Things become fuzzier for robots when the information isn’t organized with templates. In this case, robots just see a blob of text and have no idea what the metadata is saying. This means that the migration has to be made entirely by human hands.

/images/2014-11-05_Evolution_of_file_metadata_on_Wikimedia_sites_01.svg

If the file’s metadata only contains wikitext, we need to organize the content by adding an information and a license template manually. Those templates need to contain the special markers.

Fixing files and templates

Many files across wikis are in one of the latter states that aren’t readable by robots, and about 700,000 files on Commons are missing an information template as well. In order to fix them so they can be easily migrated in the future requires, we need an inventory of files missing machine-readable metadata.

That’s where MrMetadata comes into play. MrMetadata (a wordplay on Machine-Readable Metadata) is a dashboard tracking, for each wiki, the proportion of files that are readable by robots. It also provides an exhaustive list of the “bad” files, so we know which ones to fix.

Screenshot of the MrMetadata dashboard for the English-language Wikivoyage

Each wiki storing images has a dedicated dashboard showing the proportion of files with machine-readable metadata, and providing a list of the files to fix.

Once the files have been identified, a multilingual how-to explains how to fix the files and the templates. Fixing template is easy: you just add a few machine-readable markers, and you’re done. For example, the English Wikivoyage went from 9% to 70% in just a few weeks. Fixing individual files requires more manual work, but there are tools that make this less tedious.

Get involved

If you’d like to help with this effort, you can look for your wiki on MrMetadata, bookmark the link, and start going through the list. By looking at the files, you’ll be able to determine if if has a template (where you can add markers) or if you need to add the template as well.

Screenshot of the Chinese-language version of the 'How to fix metadata' page on Meta-Wiki

The multilingual how-to provides a step-by-step guide to fixing files and templates. It’s currently available in more than a dozen languages.

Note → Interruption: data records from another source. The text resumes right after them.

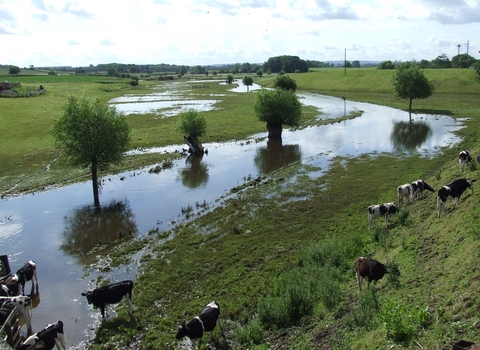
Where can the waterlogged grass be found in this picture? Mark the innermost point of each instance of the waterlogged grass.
(284, 246)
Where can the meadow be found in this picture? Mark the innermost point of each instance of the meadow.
(282, 268)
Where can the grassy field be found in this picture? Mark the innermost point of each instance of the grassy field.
(267, 256)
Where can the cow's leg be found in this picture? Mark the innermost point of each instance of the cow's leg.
(359, 282)
(130, 305)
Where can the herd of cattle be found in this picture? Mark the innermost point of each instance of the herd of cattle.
(12, 291)
(372, 269)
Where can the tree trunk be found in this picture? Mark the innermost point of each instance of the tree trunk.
(96, 199)
(274, 131)
(194, 146)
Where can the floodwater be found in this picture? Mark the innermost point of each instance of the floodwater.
(55, 227)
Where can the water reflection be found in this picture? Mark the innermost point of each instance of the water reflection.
(276, 155)
(90, 229)
(410, 135)
(195, 173)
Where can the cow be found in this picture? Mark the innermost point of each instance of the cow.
(385, 209)
(372, 269)
(452, 190)
(205, 322)
(111, 294)
(418, 187)
(23, 305)
(464, 158)
(52, 335)
(27, 272)
(404, 193)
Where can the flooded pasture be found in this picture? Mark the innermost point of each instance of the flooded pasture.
(55, 227)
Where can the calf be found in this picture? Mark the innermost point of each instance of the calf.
(464, 158)
(385, 209)
(111, 294)
(52, 335)
(369, 268)
(419, 186)
(23, 305)
(404, 192)
(27, 272)
(452, 190)
(205, 322)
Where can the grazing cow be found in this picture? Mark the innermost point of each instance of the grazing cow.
(369, 268)
(464, 158)
(418, 187)
(205, 322)
(52, 335)
(404, 193)
(111, 294)
(452, 190)
(27, 272)
(24, 307)
(385, 209)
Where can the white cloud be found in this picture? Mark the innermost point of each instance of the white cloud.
(191, 32)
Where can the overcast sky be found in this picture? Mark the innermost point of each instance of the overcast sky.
(200, 32)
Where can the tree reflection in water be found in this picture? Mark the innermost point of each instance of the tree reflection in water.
(195, 173)
(410, 135)
(90, 229)
(275, 155)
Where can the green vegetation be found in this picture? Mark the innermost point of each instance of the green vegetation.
(284, 245)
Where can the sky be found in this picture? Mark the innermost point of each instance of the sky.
(79, 33)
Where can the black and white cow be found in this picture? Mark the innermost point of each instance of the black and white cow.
(368, 268)
(111, 294)
(404, 193)
(464, 158)
(418, 187)
(385, 209)
(205, 322)
(452, 190)
(52, 335)
(24, 307)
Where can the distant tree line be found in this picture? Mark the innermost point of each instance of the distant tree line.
(442, 61)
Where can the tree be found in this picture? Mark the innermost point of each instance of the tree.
(247, 80)
(91, 134)
(284, 82)
(411, 83)
(13, 70)
(277, 108)
(194, 125)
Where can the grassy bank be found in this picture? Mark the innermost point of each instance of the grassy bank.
(283, 247)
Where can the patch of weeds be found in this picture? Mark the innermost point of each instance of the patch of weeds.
(250, 334)
(403, 217)
(364, 314)
(393, 273)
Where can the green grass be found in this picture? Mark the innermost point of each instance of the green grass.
(254, 246)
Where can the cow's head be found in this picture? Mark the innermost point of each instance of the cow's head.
(182, 330)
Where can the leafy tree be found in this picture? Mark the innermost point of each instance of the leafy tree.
(194, 125)
(411, 83)
(442, 61)
(91, 134)
(284, 82)
(247, 80)
(386, 65)
(13, 70)
(277, 107)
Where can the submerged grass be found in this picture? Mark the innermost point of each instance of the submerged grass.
(286, 246)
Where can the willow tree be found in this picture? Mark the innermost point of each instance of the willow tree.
(91, 134)
(277, 108)
(411, 83)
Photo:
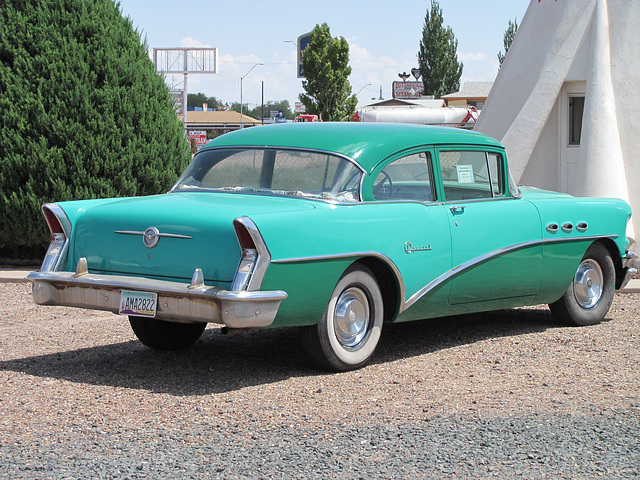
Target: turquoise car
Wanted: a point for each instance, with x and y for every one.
(335, 229)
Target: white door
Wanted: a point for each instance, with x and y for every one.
(570, 109)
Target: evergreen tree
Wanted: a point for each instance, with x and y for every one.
(438, 55)
(509, 35)
(84, 114)
(325, 65)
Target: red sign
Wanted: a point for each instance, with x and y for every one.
(200, 137)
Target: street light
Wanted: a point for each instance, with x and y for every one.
(242, 78)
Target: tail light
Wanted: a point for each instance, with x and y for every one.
(60, 228)
(255, 256)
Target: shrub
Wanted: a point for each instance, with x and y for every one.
(84, 114)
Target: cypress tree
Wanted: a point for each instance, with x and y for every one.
(83, 114)
(438, 55)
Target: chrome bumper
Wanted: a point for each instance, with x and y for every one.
(628, 270)
(177, 302)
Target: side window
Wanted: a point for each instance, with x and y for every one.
(469, 175)
(495, 168)
(407, 178)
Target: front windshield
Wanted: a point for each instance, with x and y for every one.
(273, 171)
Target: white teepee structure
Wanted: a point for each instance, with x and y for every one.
(566, 102)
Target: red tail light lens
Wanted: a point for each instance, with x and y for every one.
(54, 223)
(244, 238)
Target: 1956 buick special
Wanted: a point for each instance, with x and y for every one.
(335, 229)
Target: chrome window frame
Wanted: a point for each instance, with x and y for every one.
(363, 172)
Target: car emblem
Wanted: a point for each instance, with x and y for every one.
(151, 236)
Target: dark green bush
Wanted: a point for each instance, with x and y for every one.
(83, 114)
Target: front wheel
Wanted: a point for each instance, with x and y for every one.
(349, 331)
(589, 296)
(163, 335)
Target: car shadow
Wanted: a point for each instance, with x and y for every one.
(221, 363)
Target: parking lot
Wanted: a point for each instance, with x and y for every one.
(506, 394)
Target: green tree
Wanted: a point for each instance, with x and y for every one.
(509, 35)
(325, 65)
(84, 114)
(438, 56)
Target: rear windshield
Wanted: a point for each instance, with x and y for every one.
(273, 171)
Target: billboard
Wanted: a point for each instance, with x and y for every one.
(303, 42)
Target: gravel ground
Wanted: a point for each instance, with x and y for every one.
(501, 395)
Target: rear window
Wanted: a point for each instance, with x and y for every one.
(286, 172)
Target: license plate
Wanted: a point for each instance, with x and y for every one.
(142, 304)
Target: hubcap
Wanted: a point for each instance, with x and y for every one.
(351, 317)
(588, 284)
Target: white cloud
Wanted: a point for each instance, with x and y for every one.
(473, 57)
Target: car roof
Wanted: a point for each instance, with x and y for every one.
(367, 143)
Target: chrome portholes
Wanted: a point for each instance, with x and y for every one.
(351, 317)
(588, 284)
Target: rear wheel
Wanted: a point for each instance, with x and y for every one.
(163, 335)
(349, 331)
(589, 296)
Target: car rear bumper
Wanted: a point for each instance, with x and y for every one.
(177, 302)
(627, 269)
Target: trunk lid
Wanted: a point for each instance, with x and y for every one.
(201, 225)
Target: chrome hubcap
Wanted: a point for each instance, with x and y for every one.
(351, 317)
(588, 284)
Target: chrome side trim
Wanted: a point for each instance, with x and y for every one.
(340, 256)
(475, 261)
(261, 262)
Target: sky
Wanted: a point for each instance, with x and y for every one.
(383, 36)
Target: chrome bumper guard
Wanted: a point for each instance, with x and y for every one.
(628, 270)
(177, 302)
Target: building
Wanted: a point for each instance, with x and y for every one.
(473, 94)
(564, 102)
(218, 121)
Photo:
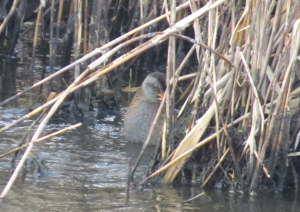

If you add markers to the templates, wait a couple of days for MrMetadata to update, so you can see the remaining files missing machine-readable information. The multilingual how-to provides a step-by-step guide to fixing files and templates.

Bar chart showing the increase in proportion of files with machine-readable metadata on the English-language Wikivoyage

Adding special markers to the templates can improve metadata readability very quickly. The English Wikivoyage went from 9% to 70% of “good” files in just a few weeks.

Impact

An assessment of impact conducted in January 2015 showed that, in three months, the cleanup drive had contributed to eliminating a third of the files missing machine-readable metadata across all wikis. Most of this progress was driven by editing file templates on the wikis with the most files. Over this period we gained 3 percentage points in the total proportion of files with machine-readable metadata.

Chart showing the impact of the File metadata cleanup drive.

In three months, over a third of the files missing machine-readable metadata were fixed.

The source data comes from MrMetadata, and more specifically the historical tallies for Commons and historical tallies for all wikis combined between 2014-10-10 and 2015-01-22. The stacked bar chart (blue & yellow) uses the left-side axis. The deltas (Δ) represent the absolute difference in files for Commons (Δ in the blue bars) and for all other wikis (Δ in the yellow bars) between the start and end dates of the chart. The standalone Δtotal is the total difference for all wikis combined. The top (green) line chart uses the right-side axis.

The challenge at this point was that most of the low-hanging fruits (templates that were on lots of pictures) have been exhausted, and most of the remaining files don’t have templates. This means that we need to add the templates ourselves to structure information that is currently in raw wikitext, which will take more time. This will be done by running focused campaigns using bots on large sets of files whenever possible.